前回のメルマガで紹介した話のつづきを書きます。

エアシーバトルという対中作戦概念(?)が米国防省周辺で盛り上がり、
それにたいして「そんなもの戦略じゃねえ!」と文句をつけて、
その代替案というか補足の戦略として
「オフショア・コントロール」というものを提案したのが、
海兵隊の大佐のトーマス・ハメス。

そして彼の意見に対して、
最近になって論争をふっかけたのがコルビーである、
というのが前回までの話でした。

ペンタゴンの対中戦略:「エアシーバトル」をめぐる熱い議論
  http://goo.gl/emvtgl

さて、そのコルビーの「オフショア・コントロール」への批判にたいして、ハメスは、

「残念だがエアシー・バトルは戦略じゃない」
(Sorry, but AirSea Battle is No Strategy)
http://nationalinterest.org/commentary/sorry-airsea-battle-no-strategy-8846?page=show
という論文で反論することになります。

こういう風に堂々と議論を闘わせられる文化
というのはうらやましいですね。
日本でこんなことしたら、
議論した人同士の間で、変な恨みを残すことになりますので・・・

ではハメス自身の反論はどのようなものだったのでしょうか。
これもポイントごとにわかりやすく要約してみましょう。
ちょっと長くなりますが、分割してみますのでお付き合いください。

  • :-:-:-:-:-:-:-:--:-:-:-:-:-:-:-:-:-:-:-:-:-:-:-:-:-

1,コルビーが俺の「オフショア・コントロール」を批判したな。ディベート上等!
2,しかし問題はエアシーが「戦略」じゃない点だ。公式には単なる「作戦概念」。
3,いくら良い「作戦概念」でも、戦略がなけりゃ災害を引き起こすだけ。
4,戦略は別の戦略とでなければ比較は無理。だから俺は「オフショア」を提案した。
5,だから俺はエアシー・バトルを元にした別の戦略が出てくること望むぜ。
6,オフショア・コントロールは対中「戦略」であり、「勝利」を目指ちゃいないよ。
7,コルビーの議論には、戦略に重要な「手段」や「目的」のバランスの話がないね。

と理論的な話をしてから、具体的にオフショア・コントロールの利点についての細かい話に移ります。

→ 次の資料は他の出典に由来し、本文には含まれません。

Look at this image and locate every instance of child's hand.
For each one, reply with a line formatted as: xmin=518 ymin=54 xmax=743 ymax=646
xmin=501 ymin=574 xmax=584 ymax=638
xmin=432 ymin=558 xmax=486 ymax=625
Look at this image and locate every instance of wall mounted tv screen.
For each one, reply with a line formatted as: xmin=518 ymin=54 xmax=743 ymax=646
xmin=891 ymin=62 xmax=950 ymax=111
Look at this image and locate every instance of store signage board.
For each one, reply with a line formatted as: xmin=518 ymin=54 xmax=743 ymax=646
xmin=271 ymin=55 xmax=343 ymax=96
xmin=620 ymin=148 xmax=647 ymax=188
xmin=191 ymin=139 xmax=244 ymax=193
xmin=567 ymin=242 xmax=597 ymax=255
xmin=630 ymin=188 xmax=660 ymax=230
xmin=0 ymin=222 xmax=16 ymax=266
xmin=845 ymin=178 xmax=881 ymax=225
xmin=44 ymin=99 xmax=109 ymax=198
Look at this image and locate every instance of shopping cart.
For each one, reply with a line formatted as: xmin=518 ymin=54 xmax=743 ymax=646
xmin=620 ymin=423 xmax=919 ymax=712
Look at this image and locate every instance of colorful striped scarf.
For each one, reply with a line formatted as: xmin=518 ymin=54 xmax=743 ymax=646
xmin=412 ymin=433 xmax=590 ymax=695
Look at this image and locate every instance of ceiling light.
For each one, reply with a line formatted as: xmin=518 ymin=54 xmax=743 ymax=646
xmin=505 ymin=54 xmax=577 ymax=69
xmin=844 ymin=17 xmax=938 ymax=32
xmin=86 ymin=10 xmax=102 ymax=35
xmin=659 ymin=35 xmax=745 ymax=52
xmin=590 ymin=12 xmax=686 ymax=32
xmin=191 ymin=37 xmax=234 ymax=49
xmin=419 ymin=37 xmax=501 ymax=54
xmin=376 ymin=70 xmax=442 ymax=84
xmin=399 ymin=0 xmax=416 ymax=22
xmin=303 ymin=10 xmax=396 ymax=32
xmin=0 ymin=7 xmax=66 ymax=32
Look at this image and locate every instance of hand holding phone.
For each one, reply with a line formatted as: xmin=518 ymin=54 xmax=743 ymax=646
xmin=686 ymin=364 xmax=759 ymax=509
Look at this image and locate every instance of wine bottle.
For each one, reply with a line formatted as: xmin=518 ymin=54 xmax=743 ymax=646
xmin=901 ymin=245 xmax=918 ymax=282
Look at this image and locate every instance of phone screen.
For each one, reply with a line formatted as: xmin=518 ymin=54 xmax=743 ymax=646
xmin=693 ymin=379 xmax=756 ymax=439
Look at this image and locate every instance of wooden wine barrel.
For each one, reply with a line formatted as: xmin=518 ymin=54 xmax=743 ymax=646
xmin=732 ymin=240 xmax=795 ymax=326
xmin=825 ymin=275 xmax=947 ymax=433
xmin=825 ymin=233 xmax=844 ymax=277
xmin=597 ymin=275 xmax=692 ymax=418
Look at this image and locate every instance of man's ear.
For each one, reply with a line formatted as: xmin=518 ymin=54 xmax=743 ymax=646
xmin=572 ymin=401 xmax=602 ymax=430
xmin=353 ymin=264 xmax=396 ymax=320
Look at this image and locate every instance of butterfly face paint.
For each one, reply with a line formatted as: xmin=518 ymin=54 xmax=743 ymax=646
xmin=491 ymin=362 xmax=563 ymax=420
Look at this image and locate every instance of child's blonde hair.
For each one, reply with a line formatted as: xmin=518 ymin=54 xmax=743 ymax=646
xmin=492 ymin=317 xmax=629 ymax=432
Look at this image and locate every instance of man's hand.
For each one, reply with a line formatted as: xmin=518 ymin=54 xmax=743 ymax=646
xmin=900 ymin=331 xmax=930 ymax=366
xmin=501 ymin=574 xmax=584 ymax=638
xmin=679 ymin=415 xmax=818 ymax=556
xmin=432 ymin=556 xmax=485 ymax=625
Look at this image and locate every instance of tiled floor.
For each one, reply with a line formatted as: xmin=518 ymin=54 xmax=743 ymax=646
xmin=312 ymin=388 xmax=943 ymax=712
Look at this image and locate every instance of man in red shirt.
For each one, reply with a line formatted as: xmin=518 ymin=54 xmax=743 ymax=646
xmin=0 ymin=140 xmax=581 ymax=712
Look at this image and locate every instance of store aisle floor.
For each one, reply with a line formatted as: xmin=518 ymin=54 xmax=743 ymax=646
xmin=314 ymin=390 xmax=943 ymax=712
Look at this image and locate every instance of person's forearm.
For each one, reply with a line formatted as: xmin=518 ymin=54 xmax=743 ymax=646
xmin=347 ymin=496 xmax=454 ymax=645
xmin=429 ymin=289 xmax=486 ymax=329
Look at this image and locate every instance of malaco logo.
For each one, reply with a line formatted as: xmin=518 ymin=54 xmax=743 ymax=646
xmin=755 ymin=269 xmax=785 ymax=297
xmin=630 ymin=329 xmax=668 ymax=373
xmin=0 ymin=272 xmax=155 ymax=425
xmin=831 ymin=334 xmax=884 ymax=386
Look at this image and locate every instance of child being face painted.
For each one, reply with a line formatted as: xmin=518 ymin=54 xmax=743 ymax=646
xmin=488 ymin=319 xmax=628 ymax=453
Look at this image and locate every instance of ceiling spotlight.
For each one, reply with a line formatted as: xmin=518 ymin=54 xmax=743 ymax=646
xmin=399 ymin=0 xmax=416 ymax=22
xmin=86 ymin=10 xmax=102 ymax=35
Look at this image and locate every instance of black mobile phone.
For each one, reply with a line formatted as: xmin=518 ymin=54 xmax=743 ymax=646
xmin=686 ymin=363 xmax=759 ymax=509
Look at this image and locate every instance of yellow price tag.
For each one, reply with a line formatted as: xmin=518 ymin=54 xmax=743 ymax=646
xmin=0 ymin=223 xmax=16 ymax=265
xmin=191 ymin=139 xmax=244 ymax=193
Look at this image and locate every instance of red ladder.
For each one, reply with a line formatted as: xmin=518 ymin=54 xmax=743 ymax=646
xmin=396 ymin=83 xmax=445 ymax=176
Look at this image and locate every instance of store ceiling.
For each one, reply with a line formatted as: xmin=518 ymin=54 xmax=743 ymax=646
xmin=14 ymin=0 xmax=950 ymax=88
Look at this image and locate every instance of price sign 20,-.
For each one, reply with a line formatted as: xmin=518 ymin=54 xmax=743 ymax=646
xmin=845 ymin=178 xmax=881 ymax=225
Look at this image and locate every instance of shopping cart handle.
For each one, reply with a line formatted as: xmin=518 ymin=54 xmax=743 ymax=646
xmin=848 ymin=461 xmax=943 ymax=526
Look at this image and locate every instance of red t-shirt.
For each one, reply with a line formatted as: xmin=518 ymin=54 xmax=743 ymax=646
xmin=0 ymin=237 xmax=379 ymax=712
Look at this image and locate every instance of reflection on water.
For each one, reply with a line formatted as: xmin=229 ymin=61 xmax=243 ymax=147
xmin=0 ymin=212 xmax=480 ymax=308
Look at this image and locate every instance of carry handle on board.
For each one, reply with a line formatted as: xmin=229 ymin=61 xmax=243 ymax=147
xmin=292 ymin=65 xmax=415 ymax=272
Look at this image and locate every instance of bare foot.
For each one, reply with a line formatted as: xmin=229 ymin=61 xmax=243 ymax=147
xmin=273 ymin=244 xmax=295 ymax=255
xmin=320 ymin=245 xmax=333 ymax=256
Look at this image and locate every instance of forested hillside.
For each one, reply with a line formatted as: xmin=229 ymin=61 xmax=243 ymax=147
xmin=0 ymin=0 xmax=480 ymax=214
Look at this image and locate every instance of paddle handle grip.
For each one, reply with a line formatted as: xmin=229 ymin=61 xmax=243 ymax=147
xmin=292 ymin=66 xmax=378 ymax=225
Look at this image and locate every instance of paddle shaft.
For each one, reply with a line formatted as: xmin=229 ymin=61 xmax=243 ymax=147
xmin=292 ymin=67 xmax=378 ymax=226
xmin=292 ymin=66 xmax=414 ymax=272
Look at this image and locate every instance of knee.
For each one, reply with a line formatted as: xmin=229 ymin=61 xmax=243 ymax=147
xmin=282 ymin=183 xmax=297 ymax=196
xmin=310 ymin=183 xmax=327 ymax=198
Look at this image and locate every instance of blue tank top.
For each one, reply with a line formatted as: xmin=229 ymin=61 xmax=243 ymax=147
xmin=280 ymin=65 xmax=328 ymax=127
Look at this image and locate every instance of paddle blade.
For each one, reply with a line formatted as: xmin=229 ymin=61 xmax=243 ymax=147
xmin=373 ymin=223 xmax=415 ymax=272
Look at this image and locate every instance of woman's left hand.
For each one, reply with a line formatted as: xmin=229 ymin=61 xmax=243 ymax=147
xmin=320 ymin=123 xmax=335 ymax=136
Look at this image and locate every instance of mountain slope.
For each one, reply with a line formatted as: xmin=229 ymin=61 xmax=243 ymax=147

8,俺の戦略では、第一列島線内の海域の中国の行動を自由を奪うことが狙いだ。
9,抑止には「拒否」と「懲罰」が必要だ。拒否は第一列島線内の海域の交通遮断。
10,懲罰は、この海域交通の遮断により、空で優位に立つことであり、
11,これによって中国経済にダメージを与える。
12,ロシアは陸路で助ける?鉄道の規格が違うし、そもそも陸路はコストかかりすぎ。
13,空と海で優位だから、第一列島線の外の海域でも多国の船を阻止できるぜ。
14,中国に「花」を持たせて「相手に教訓を与えた」と言わせるのが大事だ。

そしてここから比較検討に入ります。

15,俺の戦略は同盟国にもほとんど負担をかけない。堂々と公開の場で議論もOK.
16,また、既存の軍備だけでできるから金もエアシーほどかからない。
17,エアシー・バトルはネットワーク化した軍で闘うらしいが、これは逆に脆弱だな。
18,衛星狙われたら終わりだし、エアシーはエスカレートするって言ってる奴もいる。
19、ところが俺の戦略は中国の早期警戒システムなんかを攻撃しないから穏便だ。
20,それに「エアシー」は秘密が多くてイカンね。日本人もそれに気をもんでいたよ。
21,エアシーは中国内部に侵入するから逆に好みの場所で戦えなくなるぜ。
22,そもそもあれだけオープンだったイラクコソボでだって空爆で苦労したんだぜ。
23,また、コルビーはエスカレートさせずに精密爆撃できると言うけどそりゃ無理だ。

ということで、エアシーのアグレッシブさを批判します。そして結びの言葉として、

24,平和のために戦争の準備しろというのはいいが、その準備には金がかかるんだ。
25,戦略は準備可能な価格のものじゃなきゃダメだぜ。
26,財政が厳しい中で、高価な手段は使えないよ。
27,ドイツみたいな作戦概念だけじゃ失敗するよ。
28,他の人たちも別の「戦略」を提案してくれよ。

と主張しております。

ここでわれわれが気をつけなければならないのは、
彼が「作戦概念」(Operational Concept)であるエアシーバトルと、
軍事戦略(Military Strategy)であるオフショア・コントロールを混同するな、
と強調している点です。

これはつまり「戦略の階層」の問題そのものであり、この階層の違いを認識せよ、
というのがハメスの基本的なポジションです。

すでにみなさんご存知のように、戦略の階層とは、

1技術<2戦術<3作戦<4軍事戦略<5大戦略<6政策<7世界観

となるわけですから、ハメスからすれば
「俺は4の話をしているのに、その論敵であるコルビーは3とか2の話しかしていない!」
というのが不満なわけですね。

  • :-:-:-:-:-:-:-:--:-:-:-:-:-:-:-:-:-:-:-:-:-:-:-:-:-

ということでまとめます。

ハメスの反論の論点は、主に以下の三点を強調していると言えるでしょう。

1,エアシー・バトルは「戦略」(軍事戦略)じゃない!階層を間違えるな!
2,エアシー・バトルは脆弱だし、エスカレートする!俺のはエスカレートしない!
3,エアシー・バトルの準備には金がかかる!俺のは金かからない!

戦略論を学んだ人間としては、一番気になるのは
やはり1の階層の間違いについての指摘でしょうか。
これはハメス自身もかなりしっかりとして説明しているのにたいして、
コルビーはどうもこの辺について鈍感なような気が。

だからこそハメスは自分の戦略のポイントを
もう一度クドイくらいに反論の中で説明したのかもしれません。

もちろんハメスの提唱している戦略でも、
いざ本当に戦争が起こったら、
実際はそこまで中国側の行動を「コントロール」できるのか・・・・
この点についてはハメスでさえ
もかなり楽観的な見込みをしているとは思いますが。

さて、これに対してコルビー側がどのように反論をしたのでしょうか?

興味深いところですが、次のメルマガをお待ちください。

※前回のメルマガで訂正箇所があります。
ハメスに文句をつけてきたコルビーの肩書は「元CIA分析官」ではなくて、
「海軍分析センター」(CNA)の分析官でした。訂正します。